达兰台见唐翎面色不变,又凑上前:“你可看了我丹赫给你的婚书?你若看了便该知晓我丹赫对大雍可是满满的诚意。管你要多少牛羊、亦或是要逢年过节的朝拜礼仪,我丹赫都是允的。”
唐翎有些诧异:“婚书?既然亲事已经作罢,哪里还有婚书一说?”
达兰台大笑,露出了一口白牙,他肤色深,这模样显得憨憨的,说出来的话却是不憨:“公主,这契约一旦形成,若一方后悔,是不是该叫毁约?你们大雍毁约,我们丹赫却是言而有信的人。这婚书,该送还是要送的……”
他话还未说完,突然面色一变,跳出了亭子外,对着唐翎抱了拳道:“今日得幸见公主,日后有缘再会。”
说完,人便一溜烟的不见了。
唐翎心中正疑惑着,却见不远处走来两个身穿异服之人,心中明白这个达兰台是不想遇见的同行人。

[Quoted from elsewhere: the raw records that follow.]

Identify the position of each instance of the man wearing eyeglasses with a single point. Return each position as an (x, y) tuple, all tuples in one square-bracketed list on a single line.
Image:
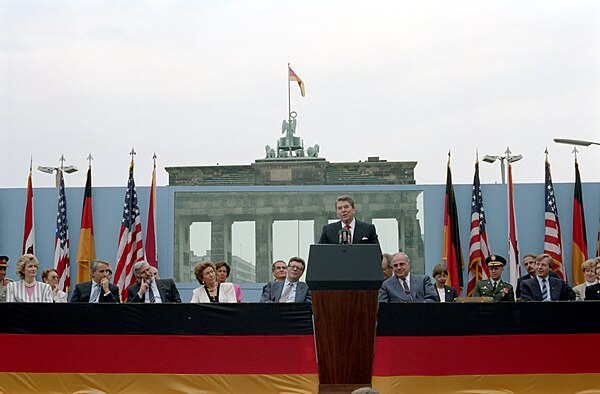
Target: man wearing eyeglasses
[(98, 289), (404, 286), (356, 232), (495, 287), (291, 289)]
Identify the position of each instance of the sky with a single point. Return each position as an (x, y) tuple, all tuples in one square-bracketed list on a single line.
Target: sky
[(205, 82)]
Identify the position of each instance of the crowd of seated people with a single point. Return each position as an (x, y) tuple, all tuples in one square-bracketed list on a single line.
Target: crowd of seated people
[(540, 283)]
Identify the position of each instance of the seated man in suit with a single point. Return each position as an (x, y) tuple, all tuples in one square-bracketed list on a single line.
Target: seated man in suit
[(279, 271), (544, 287), (360, 232), (404, 286), (159, 290), (98, 289), (495, 287), (529, 264), (290, 289), (386, 265)]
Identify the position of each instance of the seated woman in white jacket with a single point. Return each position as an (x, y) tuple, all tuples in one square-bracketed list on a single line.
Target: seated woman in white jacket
[(28, 289), (210, 289)]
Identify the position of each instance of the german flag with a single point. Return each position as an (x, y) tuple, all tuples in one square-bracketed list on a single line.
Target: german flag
[(468, 330), (86, 252), (579, 248), (451, 249)]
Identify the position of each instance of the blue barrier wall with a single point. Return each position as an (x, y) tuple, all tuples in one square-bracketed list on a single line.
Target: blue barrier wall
[(108, 208)]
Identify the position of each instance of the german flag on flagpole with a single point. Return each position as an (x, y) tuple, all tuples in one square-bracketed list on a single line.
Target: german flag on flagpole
[(86, 252), (579, 248), (151, 257), (451, 249), (513, 243), (28, 229), (294, 77)]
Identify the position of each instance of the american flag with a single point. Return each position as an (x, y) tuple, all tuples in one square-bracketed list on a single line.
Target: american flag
[(479, 249), (62, 263), (552, 235), (513, 249), (131, 249)]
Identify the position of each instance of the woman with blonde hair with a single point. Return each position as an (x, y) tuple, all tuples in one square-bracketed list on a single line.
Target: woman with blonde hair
[(50, 276), (211, 290), (28, 289)]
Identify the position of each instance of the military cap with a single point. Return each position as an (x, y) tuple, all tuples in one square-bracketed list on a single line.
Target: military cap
[(495, 261)]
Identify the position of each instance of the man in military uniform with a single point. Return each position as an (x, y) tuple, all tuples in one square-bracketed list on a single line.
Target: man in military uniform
[(495, 287), (4, 281)]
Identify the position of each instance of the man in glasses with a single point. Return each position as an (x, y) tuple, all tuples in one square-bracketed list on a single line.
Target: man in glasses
[(290, 289), (356, 232), (404, 286), (495, 287), (279, 271), (99, 289)]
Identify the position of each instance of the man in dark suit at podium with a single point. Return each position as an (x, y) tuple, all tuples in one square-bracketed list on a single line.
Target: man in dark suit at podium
[(357, 231), (290, 289), (404, 286)]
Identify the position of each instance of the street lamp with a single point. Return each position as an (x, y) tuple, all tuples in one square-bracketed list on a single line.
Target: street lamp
[(575, 142), (63, 168), (508, 157)]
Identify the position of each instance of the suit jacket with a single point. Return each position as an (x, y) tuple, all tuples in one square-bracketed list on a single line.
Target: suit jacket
[(15, 292), (82, 293), (449, 293), (504, 291), (166, 287), (226, 294), (527, 276), (592, 292), (559, 290), (363, 233), (273, 292), (421, 289)]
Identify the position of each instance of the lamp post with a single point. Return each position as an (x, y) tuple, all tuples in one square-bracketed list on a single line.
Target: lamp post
[(507, 156), (575, 142), (63, 168)]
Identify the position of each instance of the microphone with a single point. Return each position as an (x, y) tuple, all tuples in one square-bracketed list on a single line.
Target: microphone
[(344, 236)]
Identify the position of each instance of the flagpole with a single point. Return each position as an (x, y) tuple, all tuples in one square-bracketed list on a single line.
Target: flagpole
[(289, 96)]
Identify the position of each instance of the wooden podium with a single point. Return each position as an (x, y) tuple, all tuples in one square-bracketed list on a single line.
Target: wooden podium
[(344, 281)]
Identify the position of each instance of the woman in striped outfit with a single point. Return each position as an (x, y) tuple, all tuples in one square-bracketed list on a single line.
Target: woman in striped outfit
[(28, 289)]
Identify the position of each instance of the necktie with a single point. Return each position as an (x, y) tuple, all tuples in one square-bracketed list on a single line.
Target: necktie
[(95, 293), (544, 290), (406, 288), (151, 295), (286, 292)]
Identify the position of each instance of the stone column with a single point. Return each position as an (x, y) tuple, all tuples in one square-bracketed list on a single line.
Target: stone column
[(264, 247), (181, 266), (320, 221), (220, 238)]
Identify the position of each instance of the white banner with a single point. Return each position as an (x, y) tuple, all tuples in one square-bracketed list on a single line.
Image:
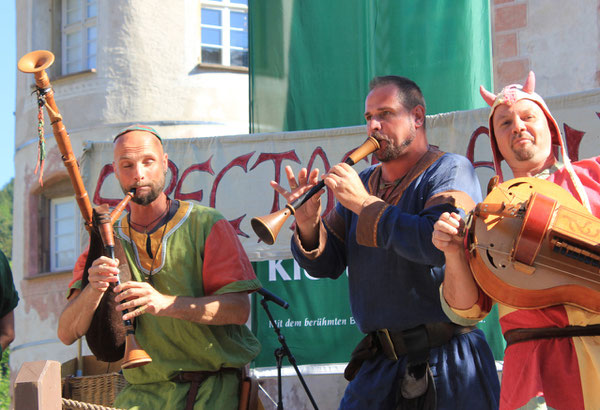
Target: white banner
[(232, 173)]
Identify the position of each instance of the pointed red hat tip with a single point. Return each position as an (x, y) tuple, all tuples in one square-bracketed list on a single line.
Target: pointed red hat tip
[(529, 86), (487, 96)]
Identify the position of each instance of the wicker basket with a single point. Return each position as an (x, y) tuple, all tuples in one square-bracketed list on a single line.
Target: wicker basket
[(98, 389)]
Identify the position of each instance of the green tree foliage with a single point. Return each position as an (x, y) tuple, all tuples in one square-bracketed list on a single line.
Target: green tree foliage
[(6, 198)]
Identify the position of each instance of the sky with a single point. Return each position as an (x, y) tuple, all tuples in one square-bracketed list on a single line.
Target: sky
[(8, 72)]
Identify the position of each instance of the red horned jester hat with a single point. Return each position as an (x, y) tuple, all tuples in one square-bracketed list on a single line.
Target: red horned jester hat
[(509, 96)]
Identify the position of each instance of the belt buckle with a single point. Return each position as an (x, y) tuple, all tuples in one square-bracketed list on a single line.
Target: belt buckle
[(387, 346)]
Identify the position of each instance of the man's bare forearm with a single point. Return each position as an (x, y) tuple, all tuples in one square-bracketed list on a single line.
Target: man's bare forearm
[(460, 289)]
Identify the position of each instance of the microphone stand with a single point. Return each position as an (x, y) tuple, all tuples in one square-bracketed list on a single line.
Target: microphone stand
[(280, 352)]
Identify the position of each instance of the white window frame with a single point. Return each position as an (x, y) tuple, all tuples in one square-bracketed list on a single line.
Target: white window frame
[(226, 7), (82, 25), (54, 267)]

她站起身,迎着这二人面走去,二人皆似无从察觉一般,昂首而过。
她心中很是奇怪,问秋岁道:“我看起来,像什么人?”
秋岁没反应过来:“哈?”
“看起来是寻常宫人,还是……还算有些身份之人?”
秋岁认认真真看了她一眼道:“公主仪表端庄,自然看起来是有身份之人。”
唐翎目光顺着二人走远的身影望去,目光幽深:“来做议和使臣的,应当是抱着以和为贵的目的而来。这二人态度这般高傲,实在是奇怪。”
秋岁道:“丹赫是蛮族,礼数想来不会周全,大概一时想不到。”
“兴许。”
秋岁说的话也有些道理,唐翎不做它想,回了熙淳宫。
晚间宫中为迎使臣开了宴席,唐翎本也要去,却莫名被唐樾派人传了话,说晚间在她这里用膳。
唐樾总是想一出是一出,她也懒得去想明明是要迎使臣,怎么却到了自己宫中。只叫人备好膳食,静候他来。